The PHP FFE writers (`SidecarExposureTransport`,
`SidecarOtlpMetricsTransport`) can fire as soon as evaluations begin —
which is often earlier than the first remote-config metadata call that
registers the application against a `QueueId`.
Previously, FFE dispatch lived inside the
`if let Entry::Occupied(entry) = applications.entry(queue_id) { ... }`
block in `enqueue_actions`. That block is only entered after the PHP
runtime has called `set_remote_config_data` or `set_request_config` for
this queue. For shorter-lived PHP processes (parametric test client,
CLI tools, eager evaluators) the FFE batch arrives before the app
registration call lands, so the entire batch was silently dropped.
This change filters `FfeExposures` and `FfeMetrics` actions out of
the action vec before the application-entry gate and dispatches them
directly: both only need session-level state (the trace endpoint /
the user-supplied OTLP endpoint), not per-application telemetry context.

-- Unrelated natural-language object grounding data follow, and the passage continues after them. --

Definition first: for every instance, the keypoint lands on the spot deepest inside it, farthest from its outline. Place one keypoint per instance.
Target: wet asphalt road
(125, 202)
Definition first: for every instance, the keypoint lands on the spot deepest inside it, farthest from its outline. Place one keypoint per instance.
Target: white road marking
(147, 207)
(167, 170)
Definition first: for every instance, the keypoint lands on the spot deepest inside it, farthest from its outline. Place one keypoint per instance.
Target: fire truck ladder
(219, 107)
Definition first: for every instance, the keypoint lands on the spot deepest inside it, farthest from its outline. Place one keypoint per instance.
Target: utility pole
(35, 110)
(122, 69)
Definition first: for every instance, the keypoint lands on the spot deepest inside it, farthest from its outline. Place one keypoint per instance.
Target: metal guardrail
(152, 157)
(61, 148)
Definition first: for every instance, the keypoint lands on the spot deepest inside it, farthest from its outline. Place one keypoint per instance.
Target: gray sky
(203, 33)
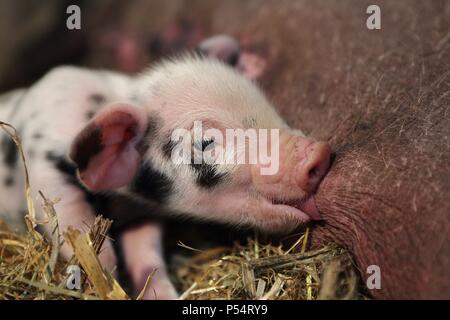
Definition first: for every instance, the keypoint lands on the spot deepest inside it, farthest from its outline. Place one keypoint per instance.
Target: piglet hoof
(159, 288)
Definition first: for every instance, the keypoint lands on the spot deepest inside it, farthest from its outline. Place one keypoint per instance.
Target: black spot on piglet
(87, 145)
(152, 184)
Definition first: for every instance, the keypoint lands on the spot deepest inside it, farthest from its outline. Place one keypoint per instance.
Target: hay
(263, 272)
(31, 268)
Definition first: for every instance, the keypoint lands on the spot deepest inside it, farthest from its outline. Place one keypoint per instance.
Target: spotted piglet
(129, 147)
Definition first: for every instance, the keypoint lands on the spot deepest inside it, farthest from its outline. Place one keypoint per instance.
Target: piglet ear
(105, 149)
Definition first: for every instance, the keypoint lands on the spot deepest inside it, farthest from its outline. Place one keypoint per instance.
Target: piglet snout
(303, 163)
(313, 167)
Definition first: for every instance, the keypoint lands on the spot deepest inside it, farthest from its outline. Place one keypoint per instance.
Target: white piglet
(137, 146)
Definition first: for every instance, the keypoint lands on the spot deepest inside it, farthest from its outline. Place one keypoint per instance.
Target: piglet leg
(142, 251)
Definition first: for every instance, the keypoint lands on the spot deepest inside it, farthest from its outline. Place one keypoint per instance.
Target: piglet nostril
(311, 172)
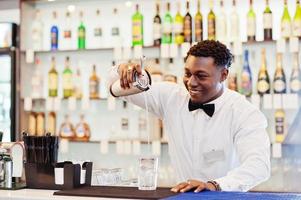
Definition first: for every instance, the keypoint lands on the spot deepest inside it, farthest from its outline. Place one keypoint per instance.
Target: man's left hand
(195, 185)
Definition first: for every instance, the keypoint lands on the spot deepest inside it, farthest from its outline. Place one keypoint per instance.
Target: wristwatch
(216, 185)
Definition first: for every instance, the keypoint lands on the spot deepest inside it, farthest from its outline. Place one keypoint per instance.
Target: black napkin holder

Validated locally with dd-trace-php system-tests parametric
`Test_Feature_Flag_Parametric_Evaluation_Metrics::test_php_ffe_evaluation_metric`,
which now passes (26/27 FFE-scoped tests; remaining failure is the
exposure_event test on a branch that lacks the exposure code path).
Pair the EVP-exposure forwarder name with its sibling `ffe_metrics_flusher`. The unqualified `ffe_flusher` predates the OTLP-metrics forwarder and the asymmetry was leaving readers wondering whether `ffe_flusher` was a parent/umbrella module or a sibling. Renames the file via `git mv` (preserving blame history) and updates all references (mod.rs, sidecar_server.rs dispatch arm, ffe_metrics_flusher.rs cross-reference in the module doc, and the CODEOWNERS entry). No functional change.

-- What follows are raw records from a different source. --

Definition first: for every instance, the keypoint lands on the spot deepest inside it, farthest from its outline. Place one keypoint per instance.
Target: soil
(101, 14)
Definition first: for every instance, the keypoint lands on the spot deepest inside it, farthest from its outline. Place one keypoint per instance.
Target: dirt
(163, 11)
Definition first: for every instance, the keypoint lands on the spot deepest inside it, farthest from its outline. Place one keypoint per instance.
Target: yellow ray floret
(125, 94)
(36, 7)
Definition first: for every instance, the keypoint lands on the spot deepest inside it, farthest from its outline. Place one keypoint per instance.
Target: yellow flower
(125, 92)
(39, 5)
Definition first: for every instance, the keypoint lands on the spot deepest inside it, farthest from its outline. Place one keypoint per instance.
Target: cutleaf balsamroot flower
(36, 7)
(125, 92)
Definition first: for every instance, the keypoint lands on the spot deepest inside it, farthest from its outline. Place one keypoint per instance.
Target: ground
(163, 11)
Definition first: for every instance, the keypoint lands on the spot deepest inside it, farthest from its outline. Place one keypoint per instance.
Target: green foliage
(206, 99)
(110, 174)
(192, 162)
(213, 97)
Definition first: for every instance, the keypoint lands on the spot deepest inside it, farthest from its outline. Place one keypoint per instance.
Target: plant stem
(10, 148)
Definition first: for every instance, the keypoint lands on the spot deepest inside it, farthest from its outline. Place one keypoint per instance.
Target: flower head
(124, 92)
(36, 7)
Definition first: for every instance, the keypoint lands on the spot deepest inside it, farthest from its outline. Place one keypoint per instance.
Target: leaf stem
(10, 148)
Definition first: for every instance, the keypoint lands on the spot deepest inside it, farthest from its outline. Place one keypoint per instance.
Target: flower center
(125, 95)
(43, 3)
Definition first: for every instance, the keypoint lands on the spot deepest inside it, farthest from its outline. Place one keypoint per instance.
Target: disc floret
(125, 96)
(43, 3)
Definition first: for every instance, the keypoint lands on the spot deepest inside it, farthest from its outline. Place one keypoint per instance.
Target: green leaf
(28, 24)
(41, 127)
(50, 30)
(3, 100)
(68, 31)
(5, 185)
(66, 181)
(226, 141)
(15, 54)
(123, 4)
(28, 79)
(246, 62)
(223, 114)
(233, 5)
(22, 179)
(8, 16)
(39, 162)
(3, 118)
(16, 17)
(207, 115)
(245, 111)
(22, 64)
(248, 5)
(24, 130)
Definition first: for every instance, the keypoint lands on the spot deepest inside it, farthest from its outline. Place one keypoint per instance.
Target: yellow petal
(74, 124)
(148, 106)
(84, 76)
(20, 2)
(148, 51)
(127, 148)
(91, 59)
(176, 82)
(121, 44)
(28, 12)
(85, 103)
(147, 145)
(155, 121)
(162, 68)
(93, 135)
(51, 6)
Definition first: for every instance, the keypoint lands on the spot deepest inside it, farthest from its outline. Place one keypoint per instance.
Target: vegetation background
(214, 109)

The renamed identifier pushed one debug! line past rustfmt's column limit. Apply `cargo fmt -p datadog-sidecar -p datadog-sidecar-ffi` to break the macro across three lines, matching CI's nightly-2026-02-08 rustfmt.
Single architecture diagram showing the end-to-end FFE delivery path
through the sidecar:
tracer payload → ddog_sidecar_send_ffe_{exposures,metrics} FFI
→ tarpc enqueue_actions IPC
→ sidecar_server.rs enqueue_actions handler
→ FFE filter (lifted out of applications.entry gate, this PR)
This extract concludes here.